TFR

Harold Nelson

Introduction: The Questions

In his talk, Hans Rosling noted that some population based outcomes had a general trend of improvement up to 2003. There was also a convergence.

We want to look past 2003 and see if these trends have continued.

Setup

library(tidyverse)
## ── Attaching packages ─────────────────────────────────────── tidyverse 1.3.2 ──
## ✔ ggplot2 3.3.6      ✔ purrr   0.3.4 
## ✔ tibble  3.1.8      ✔ dplyr   1.0.10
## ✔ tidyr   1.2.1      ✔ stringr 1.4.1 
## ✔ readr   2.1.2      ✔ forcats 0.5.2 
## ── Conflicts ────────────────────────────────────────── tidyverse_conflicts() ──
## ✖ dplyr::filter() masks stats::filter()
## ✖ dplyr::lag()    masks stats::lag()
library(janitor)
## 
## Attaching package: 'janitor'
## 
## The following objects are masked from 'package:stats':
## 
##     chisq.test, fisher.test
library(plotly)
## 
## Attaching package: 'plotly'
## 
## The following object is masked from 'package:ggplot2':
## 
##     last_plot
## 
## The following object is masked from 'package:stats':
## 
##     filter
## 
## The following object is masked from 'package:graphics':
## 
##     layout

Get Data

TFR <- read_csv("API_SP.DYN.TFRT.IN_DS2_en_csv_v2_4898766.csv", na = "empty", skip = 4) %>% 
  janitor::clean_names() 
## New names:
## • `` -> `...67`
## Warning: One or more parsing issues, see `problems()` for details
## Rows: 266 Columns: 67
## ── Column specification ────────────────────────────────────────────────────────
## Delimiter: ","
## chr  (4): Country Name, Country Code, Indicator Name, Indicator Code
## dbl (61): 1960, 1961, 1962, 1963, 1964, 1965, 1966, 1967, 1968, 1969, 1970, ...
## lgl  (2): 2021, ...67
## 
## ℹ Use `spec()` to retrieve the full column specification for this data.
## ℹ Specify the column types or set `show_col_types = FALSE` to quiet this message.

Pivot

We need year and TFR to be variables. How do we do this?

Solution

TFR_long = TFR %>% 
  pivot_longer(cols = x1960:x2021,
               names_to = "year",
               values_to = "TFR") %>% 
  select(country_name,country_code,year,TFR) %>% 
  mutate(year = parse_number(year)) %>% 
  filter(year < 2021)
glimpse(TFR_long)
## Rows: 16,226
## Columns: 4
## $ country_name <chr> "Aruba", "Aruba", "Aruba", "Aruba", "Aruba", "Aruba", "Ar…
## $ country_code <chr> "ABW", "ABW", "ABW", "ABW", "ABW", "ABW", "ABW", "ABW", "…
## $ year         <dbl> 1960, 1961, 1962, 1963, 1964, 1965, 1966, 1967, 1968, 196…
## $ TFR          <dbl> 4.820, 4.655, 4.471, 4.271, 4.059, 3.842, 3.625, 3.417, 3…

Scatterplot

Do a scatterplot using jitter of year and TFR. Keep only every fifth year.

Solution

TFR_long %>% 
  filter(year %in% c(1960,1970,1980,1990,2000,2010,2020)) %>% 
  ggplot(aes(year,TFR)) +
  geom_jitter(size = .2)
## Warning: Removed 115 rows containing missing values (geom_point).

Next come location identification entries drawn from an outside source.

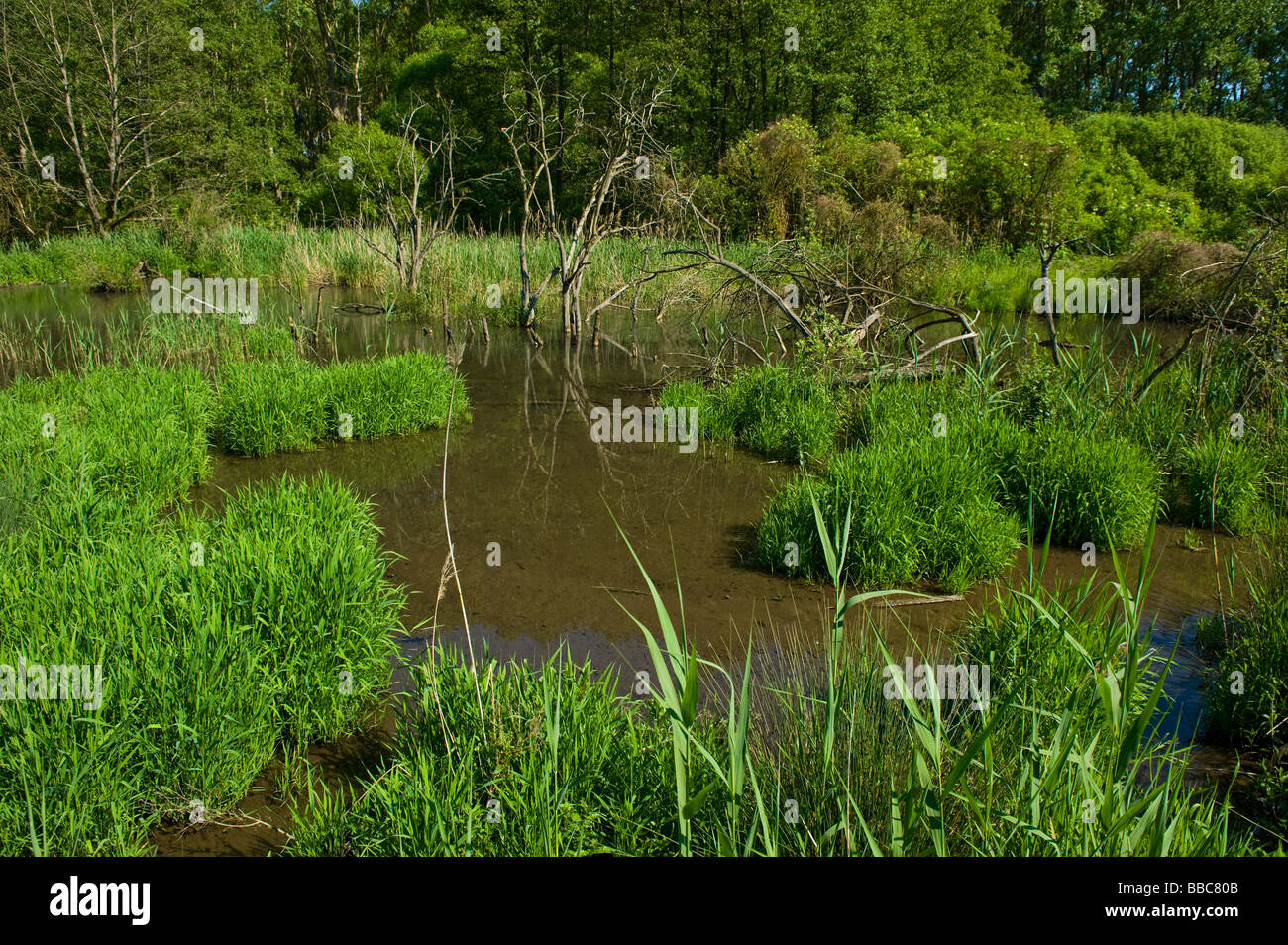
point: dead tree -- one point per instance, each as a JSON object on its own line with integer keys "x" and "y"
{"x": 419, "y": 200}
{"x": 539, "y": 136}
{"x": 78, "y": 89}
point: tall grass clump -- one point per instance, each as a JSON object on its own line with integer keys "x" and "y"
{"x": 921, "y": 509}
{"x": 132, "y": 435}
{"x": 1247, "y": 696}
{"x": 274, "y": 634}
{"x": 565, "y": 768}
{"x": 1223, "y": 476}
{"x": 782, "y": 413}
{"x": 1082, "y": 488}
{"x": 1064, "y": 757}
{"x": 288, "y": 403}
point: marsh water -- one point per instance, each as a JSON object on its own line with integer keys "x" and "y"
{"x": 540, "y": 516}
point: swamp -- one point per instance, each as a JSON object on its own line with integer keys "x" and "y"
{"x": 528, "y": 430}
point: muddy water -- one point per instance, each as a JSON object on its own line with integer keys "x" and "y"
{"x": 526, "y": 484}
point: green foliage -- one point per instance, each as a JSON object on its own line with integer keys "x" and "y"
{"x": 290, "y": 403}
{"x": 132, "y": 437}
{"x": 786, "y": 415}
{"x": 1248, "y": 686}
{"x": 832, "y": 761}
{"x": 1223, "y": 477}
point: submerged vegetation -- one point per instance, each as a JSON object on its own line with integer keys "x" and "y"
{"x": 1064, "y": 757}
{"x": 288, "y": 403}
{"x": 213, "y": 639}
{"x": 943, "y": 473}
{"x": 883, "y": 248}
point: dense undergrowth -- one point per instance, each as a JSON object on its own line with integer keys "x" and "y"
{"x": 1063, "y": 756}
{"x": 218, "y": 639}
{"x": 947, "y": 473}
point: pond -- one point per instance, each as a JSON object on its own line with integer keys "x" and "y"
{"x": 537, "y": 511}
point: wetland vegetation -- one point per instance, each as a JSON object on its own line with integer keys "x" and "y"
{"x": 980, "y": 551}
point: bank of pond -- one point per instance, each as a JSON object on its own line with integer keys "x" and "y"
{"x": 227, "y": 639}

Do we see improvement and convergence?

Post 2003

Repeat the graphic with post 2003 data. Use every year.

Solution

g = TFR_long %>% 
  filter(year > 2003) %>% 
  ggplot(aes(year,TFR,group = country_name)) +
  geom_jitter(size = .2)
ggplotly(g)

Summary Statistics

Create summary level variables such as mean and standard deviation for every year.

Solution

summary_level = TFR_long %>% 
  group_by(year) %>% 
  summarize(mean = mean(TFR,na.rm = T),
            sd = sd(TFR, na.rm = T),
            median = median(TFR,na.rm = T),
            max = max(TFR,na.rm = T),
            min = min(TFR,na.rm = T),
            range = max - min) 

Do a scatterplot of year and standard deviation.

Solution

summary_level %>% 
  ggplot(aes(x = year,y = sd)) +
  geom_point() + geom_smooth()
## `geom_smooth()` using method = 'loess' and formula 'y ~ x'

Do a scatterplot of year and mean.

summary_level %>% 
  ggplot(aes(x = year,y = mean)) +
  geom_point() + geom_smooth()
## `geom_smooth()` using method = 'loess' and formula 'y ~ x'

Examine Countries

Look at individual countries compare the range of values.

Solution

TFR_range = TFR_long %>% 
  group_by(country_name) %>% 
  summarize(max = max(TFR, na.rm = T),
            min = min(TFR,na.rm = T),
            range = max - min) %>% 
            filter(range > 0) %>% 
  arrange(range)
## Warning in max(TFR, na.rm = T): no non-missing arguments to max; returning -Inf

## Warning in max(TFR, na.rm = T): no non-missing arguments to max; returning -Inf

## Warning in max(TFR, na.rm = T): no non-missing arguments to max; returning -Inf

## Warning in max(TFR, na.rm = T): no non-missing arguments to max; returning -Inf

## Warning in max(TFR, na.rm = T): no non-missing arguments to max; returning -Inf

## Warning in max(TFR, na.rm = T): no non-missing arguments to max; returning -Inf
## Warning in min(TFR, na.rm = T): no non-missing arguments to min; returning Inf

## Warning in min(TFR, na.rm = T): no non-missing arguments to min; returning Inf

## Warning in min(TFR, na.rm = T): no non-missing arguments to min; returning Inf

## Warning in min(TFR, na.rm = T): no non-missing arguments to min; returning Inf

## Warning in min(TFR, na.rm = T): no non-missing arguments to min; returning Inf

## Warning in min(TFR, na.rm = T): no non-missing arguments to min; returning Inf

Compare Max and Range

Solution

g = TFR_range %>% 
  ggplot(aes(max, range,group = country_name)) +
  geom_point(size = .5)
ggplotly(g)

Filter and Look Again

Solution

g = TFR_range %>% 
  filter(range < 20) %>% 
  ggplot(aes(max, range,group = country_name)) +
  geom_point(size = .5)
ggplotly(g)

Save the Data

save(TFR_long,file = "TFR_long.Rdata")